Plus, every permutation in between. I thnk it is all BS to be honest. I don't like being forced into a corner, nor do I like being ignored (after having been wooed). This is a very distressing process and I find it upsetting to pulled back and forth and to realize that this is a serious committment for the next three years - and am I making the best choices or doing the right things? If do not respond 'correctly,' does that move me down someone's list? what is the 'correct' response? Ack! this is stressful stuff.

I don't mean to be dishonest or unprofessional or whatever, but it is really hard to know what to do or say sometimes. And the stakes can be high. :(

If programs did what is bold above, you ought to report them to the NRMP. Programs in the allo match cannot demand to know where you are ranking them or cornering you or otherwise negotiating how you will rank them. If you don't report them, nobody ever knows and this behavior continues.

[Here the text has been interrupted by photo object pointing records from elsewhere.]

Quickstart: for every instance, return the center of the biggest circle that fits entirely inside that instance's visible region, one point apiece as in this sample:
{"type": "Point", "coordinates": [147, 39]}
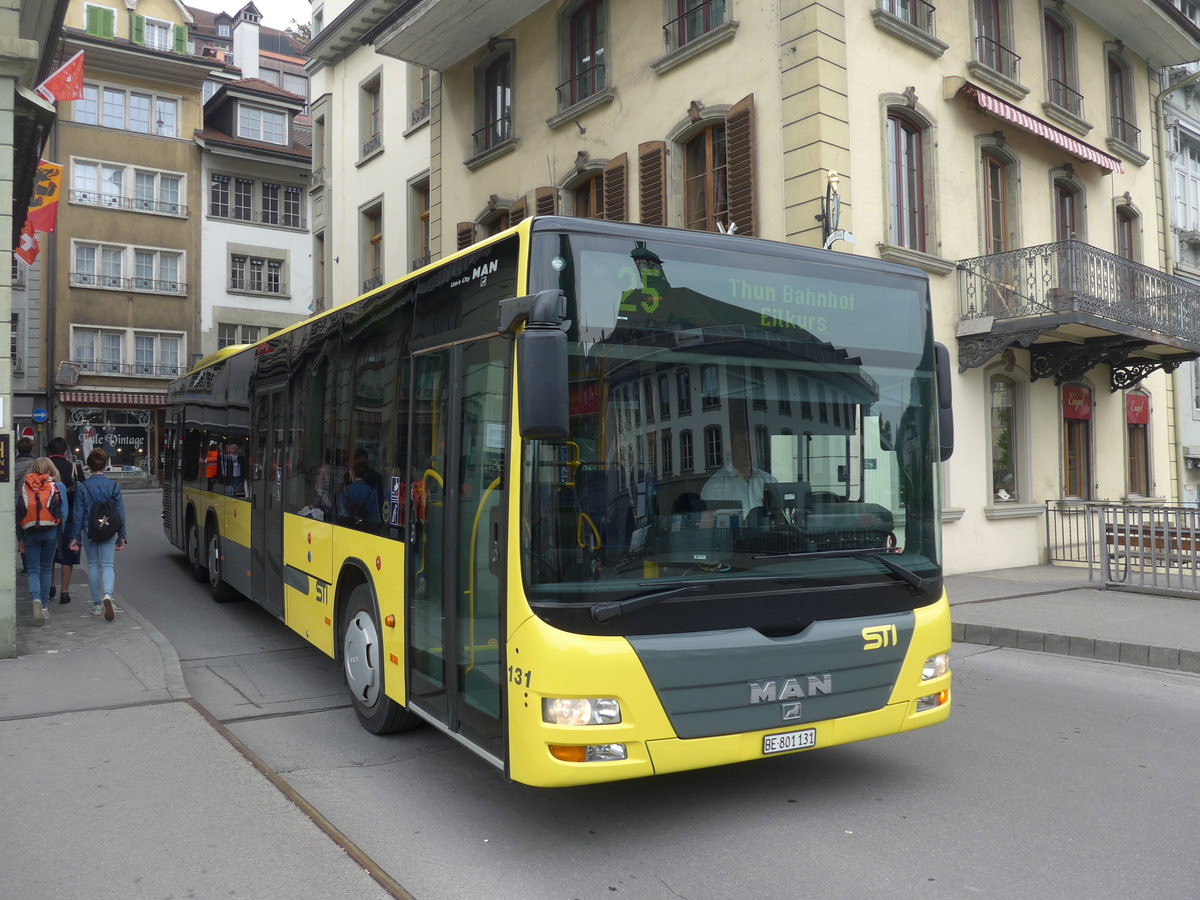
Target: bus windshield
{"type": "Point", "coordinates": [736, 418]}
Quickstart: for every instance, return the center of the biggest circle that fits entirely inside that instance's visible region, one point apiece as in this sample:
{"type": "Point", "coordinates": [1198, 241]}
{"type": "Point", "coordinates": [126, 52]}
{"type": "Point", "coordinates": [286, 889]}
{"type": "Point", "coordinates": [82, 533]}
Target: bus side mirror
{"type": "Point", "coordinates": [541, 370]}
{"type": "Point", "coordinates": [945, 414]}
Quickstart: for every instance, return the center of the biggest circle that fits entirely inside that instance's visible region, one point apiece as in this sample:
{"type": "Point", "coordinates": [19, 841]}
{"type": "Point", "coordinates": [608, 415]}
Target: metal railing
{"type": "Point", "coordinates": [1072, 276]}
{"type": "Point", "coordinates": [1128, 545]}
{"type": "Point", "coordinates": [997, 57]}
{"type": "Point", "coordinates": [420, 113]}
{"type": "Point", "coordinates": [916, 12]}
{"type": "Point", "coordinates": [581, 85]}
{"type": "Point", "coordinates": [1066, 96]}
{"type": "Point", "coordinates": [160, 370]}
{"type": "Point", "coordinates": [694, 22]}
{"type": "Point", "coordinates": [1125, 131]}
{"type": "Point", "coordinates": [492, 135]}
{"type": "Point", "coordinates": [124, 282]}
{"type": "Point", "coordinates": [138, 204]}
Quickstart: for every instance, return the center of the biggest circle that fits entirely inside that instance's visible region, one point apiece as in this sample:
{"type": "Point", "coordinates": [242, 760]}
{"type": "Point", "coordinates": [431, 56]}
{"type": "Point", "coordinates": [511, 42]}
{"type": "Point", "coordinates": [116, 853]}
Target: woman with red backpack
{"type": "Point", "coordinates": [42, 508]}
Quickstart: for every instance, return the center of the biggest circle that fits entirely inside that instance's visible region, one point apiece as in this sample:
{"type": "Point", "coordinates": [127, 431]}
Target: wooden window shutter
{"type": "Point", "coordinates": [739, 166]}
{"type": "Point", "coordinates": [652, 181]}
{"type": "Point", "coordinates": [516, 211]}
{"type": "Point", "coordinates": [545, 202]}
{"type": "Point", "coordinates": [615, 207]}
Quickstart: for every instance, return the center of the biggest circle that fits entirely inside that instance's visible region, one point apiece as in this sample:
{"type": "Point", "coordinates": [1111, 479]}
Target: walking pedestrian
{"type": "Point", "coordinates": [99, 525]}
{"type": "Point", "coordinates": [19, 469]}
{"type": "Point", "coordinates": [42, 508]}
{"type": "Point", "coordinates": [72, 475]}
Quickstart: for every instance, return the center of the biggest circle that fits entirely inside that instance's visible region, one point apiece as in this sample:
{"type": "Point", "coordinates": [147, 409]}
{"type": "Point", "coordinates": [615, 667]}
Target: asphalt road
{"type": "Point", "coordinates": [1055, 777]}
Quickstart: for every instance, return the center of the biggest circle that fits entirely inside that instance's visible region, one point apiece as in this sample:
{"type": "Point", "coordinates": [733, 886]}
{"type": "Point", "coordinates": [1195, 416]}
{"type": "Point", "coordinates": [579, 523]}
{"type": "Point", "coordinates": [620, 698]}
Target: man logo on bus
{"type": "Point", "coordinates": [879, 636]}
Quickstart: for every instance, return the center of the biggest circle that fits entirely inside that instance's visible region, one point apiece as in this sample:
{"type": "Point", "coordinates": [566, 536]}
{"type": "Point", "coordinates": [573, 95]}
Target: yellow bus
{"type": "Point", "coordinates": [597, 499]}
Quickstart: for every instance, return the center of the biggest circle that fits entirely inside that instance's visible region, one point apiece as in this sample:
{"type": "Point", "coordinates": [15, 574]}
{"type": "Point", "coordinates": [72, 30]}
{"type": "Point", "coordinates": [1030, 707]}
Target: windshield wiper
{"type": "Point", "coordinates": [875, 553]}
{"type": "Point", "coordinates": [605, 611]}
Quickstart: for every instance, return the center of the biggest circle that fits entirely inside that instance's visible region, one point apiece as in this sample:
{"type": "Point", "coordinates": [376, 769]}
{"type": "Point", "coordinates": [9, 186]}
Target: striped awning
{"type": "Point", "coordinates": [997, 107]}
{"type": "Point", "coordinates": [112, 399]}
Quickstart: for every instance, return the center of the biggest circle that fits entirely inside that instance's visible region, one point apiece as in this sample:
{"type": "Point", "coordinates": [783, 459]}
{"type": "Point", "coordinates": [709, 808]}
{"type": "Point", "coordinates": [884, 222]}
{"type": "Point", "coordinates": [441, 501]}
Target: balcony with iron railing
{"type": "Point", "coordinates": [138, 204]}
{"type": "Point", "coordinates": [115, 367]}
{"type": "Point", "coordinates": [124, 282]}
{"type": "Point", "coordinates": [1074, 306]}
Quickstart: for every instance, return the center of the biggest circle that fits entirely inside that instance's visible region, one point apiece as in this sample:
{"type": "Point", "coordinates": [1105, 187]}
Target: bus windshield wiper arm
{"type": "Point", "coordinates": [605, 611]}
{"type": "Point", "coordinates": [876, 553]}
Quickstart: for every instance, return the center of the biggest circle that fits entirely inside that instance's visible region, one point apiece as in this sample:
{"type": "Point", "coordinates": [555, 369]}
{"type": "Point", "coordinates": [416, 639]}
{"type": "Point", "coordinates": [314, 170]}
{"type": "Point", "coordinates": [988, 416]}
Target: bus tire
{"type": "Point", "coordinates": [221, 592]}
{"type": "Point", "coordinates": [363, 667]}
{"type": "Point", "coordinates": [195, 545]}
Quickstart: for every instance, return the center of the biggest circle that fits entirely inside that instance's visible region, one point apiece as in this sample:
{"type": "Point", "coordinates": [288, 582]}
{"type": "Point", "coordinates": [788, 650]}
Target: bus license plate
{"type": "Point", "coordinates": [802, 739]}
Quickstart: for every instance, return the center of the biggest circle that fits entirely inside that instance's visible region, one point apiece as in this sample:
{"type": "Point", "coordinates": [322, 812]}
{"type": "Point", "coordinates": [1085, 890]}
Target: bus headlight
{"type": "Point", "coordinates": [936, 666]}
{"type": "Point", "coordinates": [564, 711]}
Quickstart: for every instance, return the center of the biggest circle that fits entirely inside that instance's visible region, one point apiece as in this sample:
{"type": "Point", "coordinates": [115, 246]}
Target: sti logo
{"type": "Point", "coordinates": [879, 636]}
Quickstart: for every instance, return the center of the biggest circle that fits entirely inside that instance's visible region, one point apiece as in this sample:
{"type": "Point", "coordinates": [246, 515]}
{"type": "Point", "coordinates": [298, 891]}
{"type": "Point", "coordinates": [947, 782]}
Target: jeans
{"type": "Point", "coordinates": [40, 547]}
{"type": "Point", "coordinates": [101, 574]}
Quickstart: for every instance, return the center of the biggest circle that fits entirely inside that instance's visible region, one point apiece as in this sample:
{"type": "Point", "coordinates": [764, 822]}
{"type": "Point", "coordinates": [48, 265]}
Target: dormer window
{"type": "Point", "coordinates": [265, 125]}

All I'm saying is that, as evidenced in the prior poster's PD responses, people can take the phrase I'm putting you at "the top" of my list as saying I'm ranking you #1. So I probably wouldn't use that phrasing. If you've already sent such a letter, I probably wouldn't do anything, because it doesn't help your cause to send a clarifying letter. But for folks in future years, I would suggest that this is a misleading phrasing.
 
I was exactly in that same situation .I thought I wouldn't really match at my #1, highly competitve..20 applicants interviewed per interview day for couple spots. Had good feedback during interview but nothing extraordinary.

my #2 after my interview told me they'd rank me really high so I'd ensure a match.

I told my #1, they're my #1 thru snail mail and few mo later, email. I told #2 they are at the top of my list and I'd be happy to work w/ them.